FOR us metropolitan types there used to be just two reasons for venturing into the suburbs. The first was to watch football matches, and the second was to commune with the spirit of John Betjeman and laugh at all those net curtains. Now there is a third, and rather surprising reason: we go to the suburbs to eat good food. Chez Max (Surbiton), Partners 23 (Sutton) and Al San Vincenzo (Cheam) are all excellent suburban restaurants, and they all invite that most snobbish of questions: do the deputy managing directors (export) and accounting execs who have these places on their driveways appreciate what they're eating? Do they know how good it is, or just how long the chef has spent overseeing the chopping and shredding of all those baby vegetables for them to burst, spring- like, on the tongue? Wouldn't they really prefer a well-done steak and a glass of Blue Nun in the local Berni?

You will know, however, that I am not that kind of a snob, and so I didn't allow myself to be put off by the marbled wallpaper or the stippling, dragging or rag-rolling on the paintwork (though I think I shall scream if I ever see another paint effect again) nor was my enjoyment marred by the fact that the little Turner prints around the dining room were a) Turner prints and b) twinned with table arrangements provided by pastel-tinted, gyp-filled vases.

The diners at Les Alouettes are in the main locals and in the main, too, hugely appreciative of what they're eating, if my eavesdropping (and I have never heard such detailed exchanges between waiter and diner) is anything to go by. No surprise really: there's much to be appreciated here. Michel Perraud, the doe-eyed and doue chef, late of the Waterside Inn, is among a limited number of Maitres Ouv- riers de Grande Bretagne (and young to be one, at 33) and his Claygate kitchens have recently been awarded a Michelin star.

He calls his cuisine 'traditional French with a hint of modernism', which means roughly the full works but on arty plates. Being Esher, arty plates in turn mean Royal Doulton Carnation range (basic equipment for all those plush pink- upholstered little numbers).
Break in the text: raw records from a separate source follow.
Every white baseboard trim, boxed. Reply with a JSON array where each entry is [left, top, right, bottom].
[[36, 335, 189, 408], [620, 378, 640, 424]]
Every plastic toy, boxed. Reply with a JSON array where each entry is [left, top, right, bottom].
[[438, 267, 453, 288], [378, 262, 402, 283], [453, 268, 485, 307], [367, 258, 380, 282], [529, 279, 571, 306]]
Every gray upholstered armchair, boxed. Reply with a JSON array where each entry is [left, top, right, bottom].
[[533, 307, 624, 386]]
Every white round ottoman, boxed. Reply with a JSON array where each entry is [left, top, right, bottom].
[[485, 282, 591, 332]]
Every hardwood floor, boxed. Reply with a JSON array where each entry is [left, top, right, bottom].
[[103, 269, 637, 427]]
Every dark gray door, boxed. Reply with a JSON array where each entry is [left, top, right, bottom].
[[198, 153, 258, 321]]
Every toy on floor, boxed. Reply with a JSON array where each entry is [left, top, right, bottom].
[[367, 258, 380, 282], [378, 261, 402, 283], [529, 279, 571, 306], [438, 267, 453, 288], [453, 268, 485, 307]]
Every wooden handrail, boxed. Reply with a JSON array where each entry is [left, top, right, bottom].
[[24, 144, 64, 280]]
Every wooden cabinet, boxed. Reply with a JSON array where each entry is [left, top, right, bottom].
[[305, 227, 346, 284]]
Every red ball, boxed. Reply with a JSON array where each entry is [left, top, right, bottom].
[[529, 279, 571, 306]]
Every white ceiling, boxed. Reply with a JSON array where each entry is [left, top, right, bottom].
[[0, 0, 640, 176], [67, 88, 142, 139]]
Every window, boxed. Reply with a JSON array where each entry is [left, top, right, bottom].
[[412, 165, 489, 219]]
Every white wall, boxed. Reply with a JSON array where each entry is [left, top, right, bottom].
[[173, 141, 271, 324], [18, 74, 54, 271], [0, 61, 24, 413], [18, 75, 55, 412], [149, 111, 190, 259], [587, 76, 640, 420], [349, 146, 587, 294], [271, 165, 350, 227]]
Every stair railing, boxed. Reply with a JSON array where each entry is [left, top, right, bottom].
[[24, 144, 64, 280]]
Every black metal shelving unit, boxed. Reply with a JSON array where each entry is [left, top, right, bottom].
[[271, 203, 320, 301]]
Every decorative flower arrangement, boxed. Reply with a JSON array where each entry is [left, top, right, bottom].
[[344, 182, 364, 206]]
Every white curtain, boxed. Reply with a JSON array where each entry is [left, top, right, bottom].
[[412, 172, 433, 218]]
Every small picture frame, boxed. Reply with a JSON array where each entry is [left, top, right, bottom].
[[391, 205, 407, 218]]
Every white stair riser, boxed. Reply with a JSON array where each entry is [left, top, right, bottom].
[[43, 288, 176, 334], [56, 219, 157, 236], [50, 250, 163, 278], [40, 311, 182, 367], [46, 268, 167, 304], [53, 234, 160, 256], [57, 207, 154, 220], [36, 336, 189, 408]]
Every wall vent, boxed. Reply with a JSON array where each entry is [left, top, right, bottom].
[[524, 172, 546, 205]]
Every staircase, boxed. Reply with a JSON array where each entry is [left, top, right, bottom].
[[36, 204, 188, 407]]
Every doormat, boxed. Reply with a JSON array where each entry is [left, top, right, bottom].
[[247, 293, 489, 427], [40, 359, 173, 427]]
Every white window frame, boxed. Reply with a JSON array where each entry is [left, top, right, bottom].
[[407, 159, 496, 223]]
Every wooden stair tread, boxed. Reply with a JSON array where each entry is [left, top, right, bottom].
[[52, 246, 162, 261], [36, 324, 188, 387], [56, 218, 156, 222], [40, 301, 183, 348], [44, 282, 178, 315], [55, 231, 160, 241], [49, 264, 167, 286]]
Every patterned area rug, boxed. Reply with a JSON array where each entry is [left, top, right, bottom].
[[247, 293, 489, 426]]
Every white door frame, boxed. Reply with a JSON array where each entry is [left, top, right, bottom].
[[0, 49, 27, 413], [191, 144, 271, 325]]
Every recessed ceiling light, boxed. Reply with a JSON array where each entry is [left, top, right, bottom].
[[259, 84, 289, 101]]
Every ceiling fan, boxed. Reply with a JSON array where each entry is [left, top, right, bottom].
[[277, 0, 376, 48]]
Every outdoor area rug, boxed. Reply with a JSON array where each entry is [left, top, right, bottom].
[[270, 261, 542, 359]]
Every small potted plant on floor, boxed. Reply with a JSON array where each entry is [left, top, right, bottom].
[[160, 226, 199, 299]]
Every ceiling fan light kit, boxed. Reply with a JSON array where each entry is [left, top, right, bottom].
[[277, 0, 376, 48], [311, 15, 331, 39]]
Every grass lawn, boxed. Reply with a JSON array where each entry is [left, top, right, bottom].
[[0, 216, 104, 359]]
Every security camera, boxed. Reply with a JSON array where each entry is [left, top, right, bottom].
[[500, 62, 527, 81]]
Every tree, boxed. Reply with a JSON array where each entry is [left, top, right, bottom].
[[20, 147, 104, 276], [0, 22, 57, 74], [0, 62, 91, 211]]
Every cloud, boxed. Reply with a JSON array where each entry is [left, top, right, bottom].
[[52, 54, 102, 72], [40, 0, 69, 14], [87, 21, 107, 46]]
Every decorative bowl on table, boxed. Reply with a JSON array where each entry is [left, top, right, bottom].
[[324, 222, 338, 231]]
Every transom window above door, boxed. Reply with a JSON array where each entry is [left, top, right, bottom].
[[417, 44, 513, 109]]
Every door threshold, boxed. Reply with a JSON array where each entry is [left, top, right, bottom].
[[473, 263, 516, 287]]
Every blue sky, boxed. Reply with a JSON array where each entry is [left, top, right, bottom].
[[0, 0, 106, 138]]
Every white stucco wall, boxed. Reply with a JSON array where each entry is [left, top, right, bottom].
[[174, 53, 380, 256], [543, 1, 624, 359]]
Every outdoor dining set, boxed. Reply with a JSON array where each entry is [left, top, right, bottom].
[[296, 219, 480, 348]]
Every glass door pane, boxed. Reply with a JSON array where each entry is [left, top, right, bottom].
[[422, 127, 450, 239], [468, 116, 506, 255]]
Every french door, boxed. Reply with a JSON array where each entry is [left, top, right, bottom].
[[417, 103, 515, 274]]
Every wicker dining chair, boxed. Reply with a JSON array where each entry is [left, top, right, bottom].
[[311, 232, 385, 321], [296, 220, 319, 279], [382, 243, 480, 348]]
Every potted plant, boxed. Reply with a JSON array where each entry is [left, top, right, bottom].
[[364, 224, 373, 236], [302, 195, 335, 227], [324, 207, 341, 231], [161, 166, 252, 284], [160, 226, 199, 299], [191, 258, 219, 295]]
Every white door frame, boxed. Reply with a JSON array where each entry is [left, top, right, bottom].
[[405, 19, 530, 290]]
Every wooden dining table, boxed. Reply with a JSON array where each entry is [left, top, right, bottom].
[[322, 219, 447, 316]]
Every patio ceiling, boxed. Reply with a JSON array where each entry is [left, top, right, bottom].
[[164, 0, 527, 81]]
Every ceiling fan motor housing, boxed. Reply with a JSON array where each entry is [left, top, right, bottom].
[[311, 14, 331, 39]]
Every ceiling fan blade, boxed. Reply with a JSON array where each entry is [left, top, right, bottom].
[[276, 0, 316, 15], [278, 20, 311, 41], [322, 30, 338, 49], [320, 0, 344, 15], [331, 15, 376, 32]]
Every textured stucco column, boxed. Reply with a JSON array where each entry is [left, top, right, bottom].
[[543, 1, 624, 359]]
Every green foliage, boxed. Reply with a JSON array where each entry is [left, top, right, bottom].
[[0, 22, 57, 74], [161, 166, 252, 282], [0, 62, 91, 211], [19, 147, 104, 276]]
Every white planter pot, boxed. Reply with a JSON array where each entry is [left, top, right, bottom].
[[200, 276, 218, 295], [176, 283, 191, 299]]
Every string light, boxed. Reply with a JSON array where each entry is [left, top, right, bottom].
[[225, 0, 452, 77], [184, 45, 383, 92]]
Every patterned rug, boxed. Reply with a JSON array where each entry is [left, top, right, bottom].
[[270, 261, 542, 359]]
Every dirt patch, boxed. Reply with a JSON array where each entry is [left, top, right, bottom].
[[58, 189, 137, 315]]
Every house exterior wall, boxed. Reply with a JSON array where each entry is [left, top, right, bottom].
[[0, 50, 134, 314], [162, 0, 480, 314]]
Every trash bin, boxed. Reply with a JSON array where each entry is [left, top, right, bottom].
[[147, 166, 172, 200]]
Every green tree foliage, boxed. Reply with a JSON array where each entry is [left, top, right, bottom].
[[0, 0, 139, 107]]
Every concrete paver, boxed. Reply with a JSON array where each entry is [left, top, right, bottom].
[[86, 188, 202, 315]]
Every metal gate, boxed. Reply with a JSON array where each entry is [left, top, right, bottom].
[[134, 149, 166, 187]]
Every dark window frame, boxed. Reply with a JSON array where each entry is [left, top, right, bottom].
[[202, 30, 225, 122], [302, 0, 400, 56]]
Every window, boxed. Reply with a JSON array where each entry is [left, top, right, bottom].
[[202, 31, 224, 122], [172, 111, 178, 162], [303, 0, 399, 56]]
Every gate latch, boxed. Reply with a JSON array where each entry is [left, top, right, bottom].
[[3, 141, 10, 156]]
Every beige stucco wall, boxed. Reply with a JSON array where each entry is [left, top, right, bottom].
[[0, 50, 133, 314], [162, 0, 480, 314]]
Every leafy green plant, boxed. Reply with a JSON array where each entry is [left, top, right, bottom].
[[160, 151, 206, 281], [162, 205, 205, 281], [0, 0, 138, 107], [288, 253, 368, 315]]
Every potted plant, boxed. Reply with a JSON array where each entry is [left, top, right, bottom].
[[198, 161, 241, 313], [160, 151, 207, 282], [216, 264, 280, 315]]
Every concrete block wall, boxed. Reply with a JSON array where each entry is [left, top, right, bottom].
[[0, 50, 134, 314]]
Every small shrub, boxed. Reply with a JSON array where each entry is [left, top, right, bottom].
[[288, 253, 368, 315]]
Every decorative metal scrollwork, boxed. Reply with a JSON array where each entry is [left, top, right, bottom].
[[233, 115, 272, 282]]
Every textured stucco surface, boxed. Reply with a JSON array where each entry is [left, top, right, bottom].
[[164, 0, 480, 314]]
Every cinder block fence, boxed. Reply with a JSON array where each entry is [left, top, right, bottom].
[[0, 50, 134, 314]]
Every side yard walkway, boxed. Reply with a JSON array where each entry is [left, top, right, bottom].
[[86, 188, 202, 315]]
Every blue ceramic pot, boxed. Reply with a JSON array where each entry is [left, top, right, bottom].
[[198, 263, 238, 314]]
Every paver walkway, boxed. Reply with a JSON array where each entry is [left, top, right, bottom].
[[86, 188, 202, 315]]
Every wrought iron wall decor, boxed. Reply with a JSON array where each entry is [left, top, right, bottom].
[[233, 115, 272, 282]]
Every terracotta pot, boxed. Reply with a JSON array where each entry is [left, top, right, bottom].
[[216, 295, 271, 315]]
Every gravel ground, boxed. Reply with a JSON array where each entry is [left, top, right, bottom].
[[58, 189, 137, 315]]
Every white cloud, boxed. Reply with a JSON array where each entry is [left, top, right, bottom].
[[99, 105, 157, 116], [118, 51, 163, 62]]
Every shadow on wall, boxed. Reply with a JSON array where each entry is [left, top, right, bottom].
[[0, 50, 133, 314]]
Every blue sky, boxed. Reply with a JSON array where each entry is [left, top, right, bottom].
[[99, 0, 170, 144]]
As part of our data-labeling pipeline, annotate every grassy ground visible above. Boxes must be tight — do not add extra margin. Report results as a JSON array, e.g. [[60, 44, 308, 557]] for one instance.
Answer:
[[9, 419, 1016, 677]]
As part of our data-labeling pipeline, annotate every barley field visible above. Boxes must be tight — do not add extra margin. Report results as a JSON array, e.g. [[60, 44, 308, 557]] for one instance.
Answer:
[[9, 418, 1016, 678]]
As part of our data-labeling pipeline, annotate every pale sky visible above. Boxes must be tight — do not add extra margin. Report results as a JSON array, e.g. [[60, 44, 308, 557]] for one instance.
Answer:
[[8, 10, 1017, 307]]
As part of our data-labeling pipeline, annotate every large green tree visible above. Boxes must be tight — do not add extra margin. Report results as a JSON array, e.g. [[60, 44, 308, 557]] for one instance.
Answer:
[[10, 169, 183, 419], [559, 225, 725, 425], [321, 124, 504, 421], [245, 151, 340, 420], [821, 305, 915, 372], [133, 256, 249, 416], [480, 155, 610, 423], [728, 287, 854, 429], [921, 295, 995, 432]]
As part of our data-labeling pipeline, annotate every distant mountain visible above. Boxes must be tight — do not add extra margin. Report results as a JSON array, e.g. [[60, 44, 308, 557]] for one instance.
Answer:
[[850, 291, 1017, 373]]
Start with a delicate vegetable broth, amber-coloured and aswim with a dice of tender little vegetables, shredded crab and scallop and flavoured with earthy fresh coriander. I normally disapprove of sup- plements on prix-fixe menus, but an extra £3 is gloriously worth it for the foie gras of duck, just sealed in the pan, and left fatly pink on a plate smeared with a sauce of honey and red wine vinegar reduced to a caramel then further reduced with a ladle- ful of chestnut-gleaming duck stock. Sweet but not syrupy, and given a knife-sharp tang by the vinegar, this sauce alone is worth travelling for.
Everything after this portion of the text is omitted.